Поступили, как с неродным. Разве я им чужой? — думал он. — Или хуже?

И сам отвечал: хуже.

2

Все совпало и стало понятно Лешакову. Ведь кроме прочего, он не забывал, бабка его, Авдотья Никитична, проживала в войну на оккупированной немцами территории, а брат ее, Николай Никитич, и вовсе в царской армии служил. В царской или в белой, Лешаков точно не знал, но грех на всякий случай за собой числил. А еще в школе у него замечание было за политическую дезориентацию, когда они с преподавателем обществоведения о текущей политике заспорили. «Смотри, Лешаков, — сказала тогда недвусмысленно директор школы, сухая и желчная девушка Зоя Михайловна. — Мы выясним, где ты мыслей набрался, и чем у вас дома дышат». А Лешаков ничего и

не набирался, просто громко повторил, о чем вокруг говорили вполголоса.

Это были цветочки. О ягодках Лешаков и вспоминать боялся, так повернулись дела в институте. Подружился он с одним парнем. Давно было, Лешаков даже имени не помнил: не то звали его Петя, а дразнили Митин брат, не то Митя Петин брат. Так или иначе, Лешаков с ним приятельствовал. То есть, не то чтобы душа в душу, но общался. Интересовался поговорить. Был Петя Митин брат эрудирован сверх меры и высказывал необычные мысли. Только однажды исключили его из института. А потом тех, кто Митю этого поближе знал, начали в деканат таскать. В кабинете декана чужой, вежливый, бледноглазый человек с аккуратной прической на косой пробор, с окающим выговором обстоятельно с каждым беседовал. Лешаков человека хорошо запомнил — сильно тот напирал на Лешакова: бывал ли у Митиного брата дома и еще про какую-то негасимую лампу. Лешаков подробности старательно все припомнил и выложил, как на духу. Но никакой лампы он не видал.
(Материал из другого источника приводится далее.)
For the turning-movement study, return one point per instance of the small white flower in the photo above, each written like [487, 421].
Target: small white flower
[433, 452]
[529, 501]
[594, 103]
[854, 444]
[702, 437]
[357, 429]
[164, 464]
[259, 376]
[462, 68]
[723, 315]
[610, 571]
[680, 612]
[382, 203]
Позднее выяснилось, что так называлось тайное общество, к которому оказался причастен и Митя Петин брат. Чем он занимался, никто толком не знал. Одни говорили, что Петя воззвания сочинял, другие утверждали, что у заговорщиков был пулемет. Про пулемет у Лешакова не спросили, а сам он инициативы не проявил. Вызвали во второй раз, но путного разговора не вышло. Побелели глаза у любопытного человека:

— Непростой ты орешек, Лешаков. Однако напрасно прикидываешься, не думай, что мы не видим. Боюсь, придется нам когда-нибудь пересечься. Советую подумать. До встречи. Иди.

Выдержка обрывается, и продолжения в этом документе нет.